Specific Aim 3: Provide the coordination and expert review necessary to enable reliable transfer of GO annotations to newly sequenced genomes. One of the strengths of the GO Reference Genome project is that the results from different model organisms—each with its own advantages for certain types of experiments—can be combined to get a much fuller picture of gene function than would be possible from any one organism alone. The experimental data from one organism can be used to infer function of proteins/genes in another organism. The Reference Genome curators have a clear task as described in the GO proposal to generate comprehensive GO annotations for the proteins in their respective model organism databases (MODs). Integrating the annotations from the protein data of MOD organisms within the context of the ancestral proteins from which the proteins evolved is a separate task. This integration must occur using the evolutionary relationships connecting these different organisms and it must be expertly evaluated. The objective of this aim is to integrate experimental data from different organisms, by (1) annotating GO terms for ancestral sequences in an evolutionary tree, and (2) coordinating and integrating additional expert review of the annotated tree by individual GO curators.

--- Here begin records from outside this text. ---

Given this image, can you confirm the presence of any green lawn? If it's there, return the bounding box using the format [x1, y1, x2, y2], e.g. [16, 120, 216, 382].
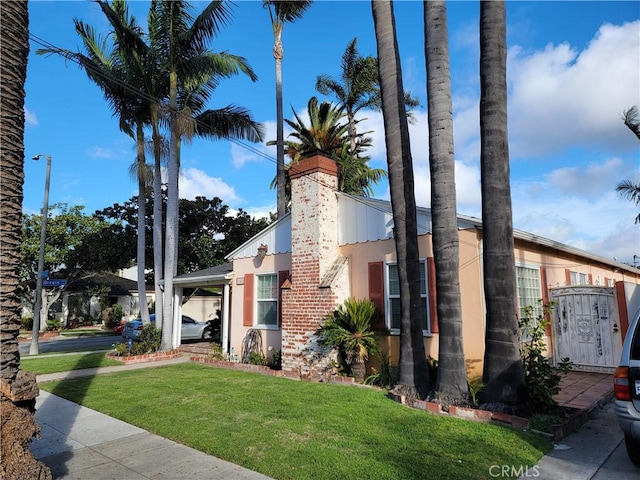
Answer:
[20, 352, 122, 375]
[40, 363, 551, 480]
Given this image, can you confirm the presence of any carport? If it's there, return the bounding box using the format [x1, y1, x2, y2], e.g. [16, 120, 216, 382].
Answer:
[172, 263, 233, 353]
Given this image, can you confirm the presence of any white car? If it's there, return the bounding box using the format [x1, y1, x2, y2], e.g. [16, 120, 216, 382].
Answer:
[122, 314, 214, 341]
[613, 312, 640, 466]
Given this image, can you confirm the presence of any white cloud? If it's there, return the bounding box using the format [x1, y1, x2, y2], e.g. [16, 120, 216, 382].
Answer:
[507, 21, 640, 156]
[544, 158, 624, 196]
[179, 168, 242, 204]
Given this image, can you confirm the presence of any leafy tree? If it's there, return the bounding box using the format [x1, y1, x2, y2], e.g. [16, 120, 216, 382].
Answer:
[262, 0, 311, 217]
[480, 1, 527, 407]
[96, 196, 269, 274]
[19, 203, 135, 319]
[424, 0, 469, 404]
[371, 0, 429, 397]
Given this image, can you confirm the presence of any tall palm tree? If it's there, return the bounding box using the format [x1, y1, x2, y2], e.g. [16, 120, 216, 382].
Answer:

Progress: Progress in annotation up to this point has been slow; we have a relatively small number of protein families that are completely annotated, ready for incorporation into MODs, see:
However, with the recent release of PAINT, we should now have in our hands a software tool that has all the basic features that are needed to really move ahead on the annotation front, which will be a very high priority now. In the next couple of months, I would like to not only really gear up the annotation on our end, but also really hash out how we can make it easy for the MODs to confidently incorporate these annotations. This is a huge issue, both for making real progress, and for addressing the concern/impressions of NIH program officers that we do not have "MOD buy-in," even though much of the GOC consists of MODs.